Los adultos deben vigilar el tiempo que los niños utilizan los dispositivos.
Los adultos deben vigilar el tiempo que los niños utilizan los dispositivos. / EL NORTE

Los ópticos de Palencia alertan de las alteraciones visuales del abuso de dispositivos digitales

  • Más de la mitad de los mayores de 14 años lee en la actualidad en formatos y los expertos optometristas aconsejan que los padres supervisen el tiempo que un niño pasa ante un ordenador o con una tableta

Es un clásico en los últimos veinte años. Papá Noel primero y los Reyes Magos en enero cargan cada vez más sus sacos de regalos con dispositivos electrónicos que les piden tanto los niños como los adultos. La relación incluye desde ordenadores portátiles, hasta tabletas, teléfonos móviles y libros electrónicos. Desde el Colegio de Ópticos-Optometristas de Castilla y León (COOCYL) recuerdanque el abuso de este tipo de dispositivos, en especial en edadestempranas, puede incrementar las alteraciones visuales, desde esta organización colegiada con presencia en Palencia.
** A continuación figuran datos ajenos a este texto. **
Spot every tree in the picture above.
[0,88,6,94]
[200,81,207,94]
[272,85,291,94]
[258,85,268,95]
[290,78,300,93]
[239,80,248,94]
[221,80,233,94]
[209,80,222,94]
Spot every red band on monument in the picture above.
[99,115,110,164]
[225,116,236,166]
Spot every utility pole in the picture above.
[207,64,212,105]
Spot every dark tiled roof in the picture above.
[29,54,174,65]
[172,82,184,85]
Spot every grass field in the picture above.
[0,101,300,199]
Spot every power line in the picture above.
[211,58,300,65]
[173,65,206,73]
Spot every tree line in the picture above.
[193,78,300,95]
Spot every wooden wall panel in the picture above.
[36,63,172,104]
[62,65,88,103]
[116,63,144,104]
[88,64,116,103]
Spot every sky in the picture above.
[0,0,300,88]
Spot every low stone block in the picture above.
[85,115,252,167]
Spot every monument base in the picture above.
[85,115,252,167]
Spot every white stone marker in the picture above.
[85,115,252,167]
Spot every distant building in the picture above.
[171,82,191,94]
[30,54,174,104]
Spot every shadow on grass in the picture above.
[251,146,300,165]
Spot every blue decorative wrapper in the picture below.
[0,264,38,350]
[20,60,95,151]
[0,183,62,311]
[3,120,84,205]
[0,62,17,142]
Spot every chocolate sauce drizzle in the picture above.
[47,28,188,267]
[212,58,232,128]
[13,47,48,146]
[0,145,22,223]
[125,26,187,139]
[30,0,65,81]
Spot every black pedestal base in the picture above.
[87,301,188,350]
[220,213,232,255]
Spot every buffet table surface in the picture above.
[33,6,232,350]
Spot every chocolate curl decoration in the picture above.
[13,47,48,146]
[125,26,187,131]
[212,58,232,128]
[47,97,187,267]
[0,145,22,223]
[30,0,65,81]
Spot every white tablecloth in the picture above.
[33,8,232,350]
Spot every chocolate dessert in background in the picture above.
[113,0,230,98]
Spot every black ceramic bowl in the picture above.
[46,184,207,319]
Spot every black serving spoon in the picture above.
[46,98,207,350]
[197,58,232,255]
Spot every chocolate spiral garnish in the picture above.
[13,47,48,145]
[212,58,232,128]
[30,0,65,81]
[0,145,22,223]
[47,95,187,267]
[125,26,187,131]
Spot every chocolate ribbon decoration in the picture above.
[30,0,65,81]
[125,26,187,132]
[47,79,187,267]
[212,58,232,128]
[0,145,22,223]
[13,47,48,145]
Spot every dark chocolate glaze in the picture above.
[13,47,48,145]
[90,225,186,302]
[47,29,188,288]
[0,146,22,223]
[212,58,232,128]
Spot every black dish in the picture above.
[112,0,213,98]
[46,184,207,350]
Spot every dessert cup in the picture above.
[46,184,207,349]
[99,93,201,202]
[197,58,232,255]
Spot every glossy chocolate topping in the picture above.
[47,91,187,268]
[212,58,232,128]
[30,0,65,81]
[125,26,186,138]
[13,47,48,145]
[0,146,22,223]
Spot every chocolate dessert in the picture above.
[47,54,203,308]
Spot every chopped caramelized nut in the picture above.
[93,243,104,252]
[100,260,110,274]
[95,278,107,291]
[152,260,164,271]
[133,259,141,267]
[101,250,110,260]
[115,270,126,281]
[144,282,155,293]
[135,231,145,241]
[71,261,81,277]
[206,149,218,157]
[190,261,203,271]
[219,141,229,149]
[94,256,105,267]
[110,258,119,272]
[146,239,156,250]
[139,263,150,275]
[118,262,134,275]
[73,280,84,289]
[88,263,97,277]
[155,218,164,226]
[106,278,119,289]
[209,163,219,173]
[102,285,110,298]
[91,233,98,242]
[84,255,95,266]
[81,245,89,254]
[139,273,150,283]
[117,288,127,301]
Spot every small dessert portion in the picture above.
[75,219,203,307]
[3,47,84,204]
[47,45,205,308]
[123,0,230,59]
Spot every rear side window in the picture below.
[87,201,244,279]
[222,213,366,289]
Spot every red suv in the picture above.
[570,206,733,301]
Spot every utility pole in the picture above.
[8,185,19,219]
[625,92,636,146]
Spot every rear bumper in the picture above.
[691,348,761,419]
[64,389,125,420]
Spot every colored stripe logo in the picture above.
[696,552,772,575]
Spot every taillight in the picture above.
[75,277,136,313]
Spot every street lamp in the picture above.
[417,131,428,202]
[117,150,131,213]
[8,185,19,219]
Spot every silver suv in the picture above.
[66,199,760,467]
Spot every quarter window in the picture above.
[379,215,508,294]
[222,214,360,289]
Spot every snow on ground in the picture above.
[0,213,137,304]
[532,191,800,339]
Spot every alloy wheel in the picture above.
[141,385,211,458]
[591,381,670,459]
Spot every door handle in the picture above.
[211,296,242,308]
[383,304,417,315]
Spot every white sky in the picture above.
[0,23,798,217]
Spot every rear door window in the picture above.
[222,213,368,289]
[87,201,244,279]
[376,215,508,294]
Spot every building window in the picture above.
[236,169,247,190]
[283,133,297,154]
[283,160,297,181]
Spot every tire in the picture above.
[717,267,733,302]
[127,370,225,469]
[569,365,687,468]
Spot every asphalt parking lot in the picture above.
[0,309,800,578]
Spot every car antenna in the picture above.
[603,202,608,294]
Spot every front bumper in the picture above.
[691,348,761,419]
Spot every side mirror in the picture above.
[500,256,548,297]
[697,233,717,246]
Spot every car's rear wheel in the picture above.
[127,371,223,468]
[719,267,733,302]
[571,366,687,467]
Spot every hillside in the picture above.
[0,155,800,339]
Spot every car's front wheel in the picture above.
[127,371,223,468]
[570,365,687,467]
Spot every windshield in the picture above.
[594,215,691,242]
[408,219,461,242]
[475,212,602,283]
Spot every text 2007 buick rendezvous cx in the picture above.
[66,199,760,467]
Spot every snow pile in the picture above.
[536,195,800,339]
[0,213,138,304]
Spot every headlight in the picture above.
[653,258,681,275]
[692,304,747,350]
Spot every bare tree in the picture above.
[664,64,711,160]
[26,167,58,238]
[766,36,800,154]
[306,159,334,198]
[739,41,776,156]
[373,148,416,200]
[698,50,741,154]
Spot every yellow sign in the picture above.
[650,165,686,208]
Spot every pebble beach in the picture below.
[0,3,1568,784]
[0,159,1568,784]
Según un informe del Instituto Nacional de Salud y Seguridad Laboral de los Estados Unidos, el 90% de las personas que pasan más de tres horas al día utilizando dispositivos electrónicos desarrollarán el síndrome de fatiga visual. Un daño que es aún mayor entre los más jóvenes, hasta el punto que en 2020, «más del 30% de niños y adolescentes serán miopes debido al abuso de estas tecnologías».

La secretaria general de COOCYL, Ana Belén Cisneros, recuerda que las

pantallas de las tabletas y teléfonos móviles emiten luz azul, «y un exceso de la misma antes de dormir es perjudicial». De hecho, según algunos estudios, se ha demostrado que influye en el sueño de los más pequeños porque puede provocar insomnio si a la hora de dormir leen con una tableta. «Es importante que los padres supervisen el tiempo que un niño pasa en un ordenador o con una tableta para asegurarse que realiza los descansos oportunos», subraya Cisneros.

Adaptadas para los niños

Un aspecto que hay que tener en cuenta es que los niños no tienen el mismo tamaño que los adultos y necesitan que se adapten los lugares donde se usa el ordenador para mantener un correcto ángulo de visión de la pantalla. «Si un niño tiene dificultades para alcanzar el teclado o colocar los pies cómodamente en el suelo, pueden experimentar dolores de cuello, hombros y a veces también de espalda», reconoce la secretaria general de COOCYL.

Ana Belén Cisneros asegura que es muy importante racionar el uso de móviles y tabletas a los niños: «Debería de estar regulado y reducido hasta los 12 años y a partir de esa edad, poner unos tiempos máximos de uso y distribuirlo a lo largo del día haciéndolo coincidir con los mejores horarios»”, insiste.